The Dorset Climate Action Network says the current Dorset target is flawed and could not be achieved without damage to Areas of Outstanding Natural Beauty and greenfield sites and would impede the council’s own climate strategy to cut greenhouse gas emissions. They also say it would be against Government planning policy to protect the best green spaces.

Professor Michael Dower and the Dorset Climate Action Network claim in a letter to Dorset Council that the planning portfolio holder Cllr David Walsh is wrong when he suggests Government housing targets have to be followed and that the county needs to also allow for 9,000 extra homes which Bournemouth and Poole is unable to accommodate.

“The only way that sites for more than about 20,000 houses can be found is by making large encroachment on the AONB, breaching the Green Belt and using large areas of greenfield land, all of which are against government policy.

“The Sustainability Assessment in the Local Plan shows that almost all new sites proposed for housing or workspace would, if developed, cause grave damage to landscape and to biodiversity and would gravely impede the council’s own Climate Strategy to cut greenhouse gas emissions,” said the preamble in a question to the Dorset Council Cabinet.

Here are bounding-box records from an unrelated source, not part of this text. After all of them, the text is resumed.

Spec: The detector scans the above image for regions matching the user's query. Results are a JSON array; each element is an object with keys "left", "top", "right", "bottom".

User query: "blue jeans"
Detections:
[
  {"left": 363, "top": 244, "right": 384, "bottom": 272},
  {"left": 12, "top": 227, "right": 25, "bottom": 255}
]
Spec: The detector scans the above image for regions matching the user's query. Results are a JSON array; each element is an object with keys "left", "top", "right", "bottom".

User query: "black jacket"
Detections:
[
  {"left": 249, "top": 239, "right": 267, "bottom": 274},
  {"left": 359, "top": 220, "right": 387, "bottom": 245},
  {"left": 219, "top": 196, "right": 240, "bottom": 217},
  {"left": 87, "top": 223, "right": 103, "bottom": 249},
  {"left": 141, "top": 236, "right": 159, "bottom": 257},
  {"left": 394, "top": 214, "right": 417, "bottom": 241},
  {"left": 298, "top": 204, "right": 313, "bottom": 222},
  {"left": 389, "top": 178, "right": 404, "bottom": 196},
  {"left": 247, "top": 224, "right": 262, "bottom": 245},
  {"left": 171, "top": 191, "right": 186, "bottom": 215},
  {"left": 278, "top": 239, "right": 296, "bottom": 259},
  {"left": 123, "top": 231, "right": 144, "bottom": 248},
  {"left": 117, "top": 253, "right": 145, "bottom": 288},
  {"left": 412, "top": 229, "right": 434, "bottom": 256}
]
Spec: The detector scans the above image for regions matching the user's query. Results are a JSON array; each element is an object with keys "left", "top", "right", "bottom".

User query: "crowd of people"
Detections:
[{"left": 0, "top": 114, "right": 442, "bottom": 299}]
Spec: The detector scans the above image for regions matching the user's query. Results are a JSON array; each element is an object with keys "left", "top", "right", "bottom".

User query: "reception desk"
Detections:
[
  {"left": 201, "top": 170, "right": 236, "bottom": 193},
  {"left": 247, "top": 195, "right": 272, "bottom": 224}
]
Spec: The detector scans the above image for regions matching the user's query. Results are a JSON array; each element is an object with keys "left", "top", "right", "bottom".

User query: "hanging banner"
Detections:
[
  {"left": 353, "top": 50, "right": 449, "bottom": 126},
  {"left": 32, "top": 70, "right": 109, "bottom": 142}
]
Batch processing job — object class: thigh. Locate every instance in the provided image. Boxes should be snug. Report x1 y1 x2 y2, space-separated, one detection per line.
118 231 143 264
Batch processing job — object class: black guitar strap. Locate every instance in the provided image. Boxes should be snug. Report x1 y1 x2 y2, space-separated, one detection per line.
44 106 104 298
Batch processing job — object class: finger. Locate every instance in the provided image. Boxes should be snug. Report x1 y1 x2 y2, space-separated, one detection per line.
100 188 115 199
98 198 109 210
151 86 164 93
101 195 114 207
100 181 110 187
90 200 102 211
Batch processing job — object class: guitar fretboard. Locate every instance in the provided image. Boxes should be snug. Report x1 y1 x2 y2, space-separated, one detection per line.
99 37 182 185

The statement argues that Dorset need not follow the Government standard methodology in assessing housing numbers and can use a different method if ‘exceptional circumstances’ apply. This could include the large proportion of Dorset which is listed as Area of Outstanding Natural Beauty together with sites such as rare heathland the Jurassic Coast.

They campaigners say that there is no obligation to meet need for housing from neighbouring authorities and points out that no request to take extra housing has been made by the Bournemouth, Christchurch and Poole council.

“In view of these points, will the Council think again, cut its new homes target from 39,000 to 20,000, and save the county from the impact of a serious and un-necessary over-estimate of housing need?” said the question.

But Cllr Walsh rejects the arguments and says Dorset Council cannot only plan for local need and does not believe there are exceptional circumstances to justify avoiding the Government standard calculation.

“Whether that need (including any unmet need from neighbouring areas) can be met within the environmental constraints of the plan area is a different matter, which will be considered carefully,” he said in a response to the question.

He says that although the BCP council has not yet quantified how many homes it may need Dorset to help with it has said that its area has “a significant and challenging housing requirement” which the area will be unable to meet.